But Lot after a while returned, bringing with him the woods which Abraham had demanded—a cypress plant, a young cedar, and a young pine.
Abraham planted the three trees in the shape of a triangle, on a mountain, and charged Lot with watering them every day from Jordan. Now the mountain was twenty-four thousand paces from Jordan, and this penance was laid on Lot to expiate his sin.
At the end of three months the trees blossomed; Lot announced this to Abraham, who visited the spot, and saw to his surprise that the three trees had grown together to form one trunk, but with three distinct roots of different natures.
At the sight of this miracle he bowed his face to the ground and said, "This tree will abolish sin."
And by that he knew that God had pardoned Lot.

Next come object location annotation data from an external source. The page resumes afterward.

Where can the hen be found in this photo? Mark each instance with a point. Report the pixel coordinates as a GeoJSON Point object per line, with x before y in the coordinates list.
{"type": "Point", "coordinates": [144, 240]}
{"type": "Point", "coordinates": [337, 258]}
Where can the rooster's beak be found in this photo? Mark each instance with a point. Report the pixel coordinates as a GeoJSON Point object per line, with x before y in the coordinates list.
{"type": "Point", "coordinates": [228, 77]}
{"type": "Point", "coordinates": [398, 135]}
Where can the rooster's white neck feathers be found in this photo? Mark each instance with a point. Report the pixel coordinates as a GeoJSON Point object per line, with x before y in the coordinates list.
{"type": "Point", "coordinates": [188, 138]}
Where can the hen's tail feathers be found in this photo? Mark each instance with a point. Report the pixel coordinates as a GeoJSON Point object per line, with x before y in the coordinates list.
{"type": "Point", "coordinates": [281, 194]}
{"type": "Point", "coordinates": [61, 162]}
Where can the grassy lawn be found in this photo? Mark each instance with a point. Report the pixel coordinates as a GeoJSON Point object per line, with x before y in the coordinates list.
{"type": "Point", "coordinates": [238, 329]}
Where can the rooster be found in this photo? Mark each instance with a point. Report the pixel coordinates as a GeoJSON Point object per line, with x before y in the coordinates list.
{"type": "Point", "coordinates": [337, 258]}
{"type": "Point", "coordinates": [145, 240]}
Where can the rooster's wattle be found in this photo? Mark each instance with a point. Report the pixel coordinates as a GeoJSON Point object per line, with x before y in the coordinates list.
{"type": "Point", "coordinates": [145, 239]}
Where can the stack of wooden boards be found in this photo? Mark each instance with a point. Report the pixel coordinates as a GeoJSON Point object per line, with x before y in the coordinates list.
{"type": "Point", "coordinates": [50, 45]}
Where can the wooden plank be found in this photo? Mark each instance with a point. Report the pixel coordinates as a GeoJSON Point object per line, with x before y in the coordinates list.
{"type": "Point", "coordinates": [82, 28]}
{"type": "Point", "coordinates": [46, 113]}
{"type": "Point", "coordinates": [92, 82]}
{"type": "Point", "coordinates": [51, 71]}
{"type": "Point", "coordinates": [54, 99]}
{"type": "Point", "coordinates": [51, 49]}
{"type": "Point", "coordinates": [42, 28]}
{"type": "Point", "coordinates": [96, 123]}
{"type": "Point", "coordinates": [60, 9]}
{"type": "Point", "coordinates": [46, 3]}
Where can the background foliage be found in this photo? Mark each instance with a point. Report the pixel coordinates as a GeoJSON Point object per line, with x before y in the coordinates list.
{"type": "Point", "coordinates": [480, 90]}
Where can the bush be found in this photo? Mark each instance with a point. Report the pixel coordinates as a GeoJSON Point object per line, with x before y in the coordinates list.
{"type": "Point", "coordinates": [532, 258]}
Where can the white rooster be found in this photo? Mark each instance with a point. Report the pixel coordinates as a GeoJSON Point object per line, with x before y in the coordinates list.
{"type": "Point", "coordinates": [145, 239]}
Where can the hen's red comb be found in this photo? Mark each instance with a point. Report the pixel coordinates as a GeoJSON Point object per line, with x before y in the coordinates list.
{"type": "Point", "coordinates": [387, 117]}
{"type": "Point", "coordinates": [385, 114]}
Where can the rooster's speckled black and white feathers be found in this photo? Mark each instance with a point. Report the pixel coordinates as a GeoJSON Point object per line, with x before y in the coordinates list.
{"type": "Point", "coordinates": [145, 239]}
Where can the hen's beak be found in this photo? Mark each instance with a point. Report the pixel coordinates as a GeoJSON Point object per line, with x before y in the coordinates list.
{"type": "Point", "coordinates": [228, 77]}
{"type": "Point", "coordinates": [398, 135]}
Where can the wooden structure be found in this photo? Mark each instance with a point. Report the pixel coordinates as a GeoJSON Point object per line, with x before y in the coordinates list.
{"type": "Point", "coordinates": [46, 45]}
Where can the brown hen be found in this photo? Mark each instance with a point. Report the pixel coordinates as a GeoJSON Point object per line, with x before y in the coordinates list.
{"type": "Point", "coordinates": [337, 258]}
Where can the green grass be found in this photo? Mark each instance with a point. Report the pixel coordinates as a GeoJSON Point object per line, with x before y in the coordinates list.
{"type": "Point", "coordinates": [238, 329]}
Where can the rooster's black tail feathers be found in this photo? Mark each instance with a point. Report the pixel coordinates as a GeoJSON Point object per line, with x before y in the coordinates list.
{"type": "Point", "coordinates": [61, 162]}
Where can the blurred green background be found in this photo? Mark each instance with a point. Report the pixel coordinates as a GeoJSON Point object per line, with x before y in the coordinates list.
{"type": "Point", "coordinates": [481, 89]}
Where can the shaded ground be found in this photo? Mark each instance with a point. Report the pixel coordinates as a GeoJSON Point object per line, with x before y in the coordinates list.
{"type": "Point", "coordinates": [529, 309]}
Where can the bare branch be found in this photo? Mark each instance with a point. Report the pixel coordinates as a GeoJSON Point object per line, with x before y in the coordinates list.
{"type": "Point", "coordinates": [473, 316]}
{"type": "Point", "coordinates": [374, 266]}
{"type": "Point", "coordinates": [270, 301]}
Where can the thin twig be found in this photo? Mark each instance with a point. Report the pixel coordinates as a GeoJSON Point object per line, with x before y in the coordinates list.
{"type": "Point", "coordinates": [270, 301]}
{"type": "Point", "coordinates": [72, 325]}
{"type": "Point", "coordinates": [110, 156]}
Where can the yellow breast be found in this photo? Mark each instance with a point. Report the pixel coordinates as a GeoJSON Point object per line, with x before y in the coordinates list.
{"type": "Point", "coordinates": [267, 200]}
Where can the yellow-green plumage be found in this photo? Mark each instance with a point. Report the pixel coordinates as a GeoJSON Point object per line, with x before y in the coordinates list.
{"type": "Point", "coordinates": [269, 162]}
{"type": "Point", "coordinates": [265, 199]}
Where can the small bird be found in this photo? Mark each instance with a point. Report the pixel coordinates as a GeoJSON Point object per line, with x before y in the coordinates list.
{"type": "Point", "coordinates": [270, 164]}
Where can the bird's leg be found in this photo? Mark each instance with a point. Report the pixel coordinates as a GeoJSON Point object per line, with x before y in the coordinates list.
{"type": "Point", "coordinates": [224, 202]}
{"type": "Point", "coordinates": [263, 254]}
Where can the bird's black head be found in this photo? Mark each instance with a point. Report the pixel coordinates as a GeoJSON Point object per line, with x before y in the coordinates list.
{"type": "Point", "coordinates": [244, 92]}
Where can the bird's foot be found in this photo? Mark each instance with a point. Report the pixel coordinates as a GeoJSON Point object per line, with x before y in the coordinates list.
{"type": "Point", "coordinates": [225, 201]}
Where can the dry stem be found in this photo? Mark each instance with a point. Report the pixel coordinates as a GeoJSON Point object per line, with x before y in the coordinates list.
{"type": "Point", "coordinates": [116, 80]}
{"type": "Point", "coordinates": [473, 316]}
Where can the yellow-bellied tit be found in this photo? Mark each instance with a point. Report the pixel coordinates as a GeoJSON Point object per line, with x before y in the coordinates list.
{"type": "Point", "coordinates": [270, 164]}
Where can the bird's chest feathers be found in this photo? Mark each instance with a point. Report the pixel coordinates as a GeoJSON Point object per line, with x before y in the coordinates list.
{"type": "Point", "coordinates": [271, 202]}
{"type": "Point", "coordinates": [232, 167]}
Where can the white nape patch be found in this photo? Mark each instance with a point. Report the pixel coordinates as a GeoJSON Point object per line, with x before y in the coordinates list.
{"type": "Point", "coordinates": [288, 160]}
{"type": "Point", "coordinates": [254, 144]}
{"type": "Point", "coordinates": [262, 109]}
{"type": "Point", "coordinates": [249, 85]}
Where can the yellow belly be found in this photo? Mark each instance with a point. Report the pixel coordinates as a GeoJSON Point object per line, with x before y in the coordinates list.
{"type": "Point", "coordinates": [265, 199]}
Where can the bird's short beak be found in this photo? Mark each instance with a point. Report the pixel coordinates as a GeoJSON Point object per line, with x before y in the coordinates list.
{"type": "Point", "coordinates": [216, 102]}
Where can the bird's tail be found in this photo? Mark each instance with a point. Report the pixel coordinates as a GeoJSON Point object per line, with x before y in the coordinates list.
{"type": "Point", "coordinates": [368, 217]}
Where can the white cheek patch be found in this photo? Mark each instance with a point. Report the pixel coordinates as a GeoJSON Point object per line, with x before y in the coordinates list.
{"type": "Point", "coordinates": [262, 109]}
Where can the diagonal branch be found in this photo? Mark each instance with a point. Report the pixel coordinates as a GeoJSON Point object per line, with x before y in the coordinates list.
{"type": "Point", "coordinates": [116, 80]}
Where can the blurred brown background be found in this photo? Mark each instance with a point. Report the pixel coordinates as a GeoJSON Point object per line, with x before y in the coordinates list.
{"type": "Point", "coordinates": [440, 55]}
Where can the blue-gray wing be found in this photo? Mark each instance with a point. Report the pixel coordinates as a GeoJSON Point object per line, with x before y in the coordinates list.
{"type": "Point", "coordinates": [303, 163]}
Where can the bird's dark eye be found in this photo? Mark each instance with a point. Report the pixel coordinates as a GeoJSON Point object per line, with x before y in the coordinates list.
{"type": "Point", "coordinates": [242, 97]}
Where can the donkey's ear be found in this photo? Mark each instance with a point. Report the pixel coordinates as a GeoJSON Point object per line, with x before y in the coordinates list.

The tree grew and subsisted till the reign of Solomon, when it was cut down, and this was the tree which the Jews employed to form the Cross of Christ.[1]
This tradition is, of course, Christian; though Jewish in origin, it has been adapted to the Gospel story.
6. THE BIRTH OF ISAAC.
The country was wasted; travellers were few; those who passed by, and accepted Abraham's hospitality, spoke with scorn of the sin of Lot, his nephew; and the neighbourhood became intolerable to the patriarch, who resolved to change his place of residence for a while.
He therefore went south, between Kadesh and Sur, and dwelt in Gerar.
Now Sarah had bloomed again as fair as in her youth, as the angel Michael had foretold; and Abraham persuaded her to pretend again to be his sister, though Sarah, remembering the ill-success of this deceit before, hesitated to comply.
Abimelech, king of Gerar, hearing of Sarah's beauty, sent for her to his palace. He asked Abraham, "Who is this woman?" and he answered, "She is my sister." Then Abimelech inquired of the camels and of the asses, and they answered the same, "She is his sister." But that same evening,
- ↑ Apocrypha de Loto, apud Fabricium, t. i. pp. 428-431.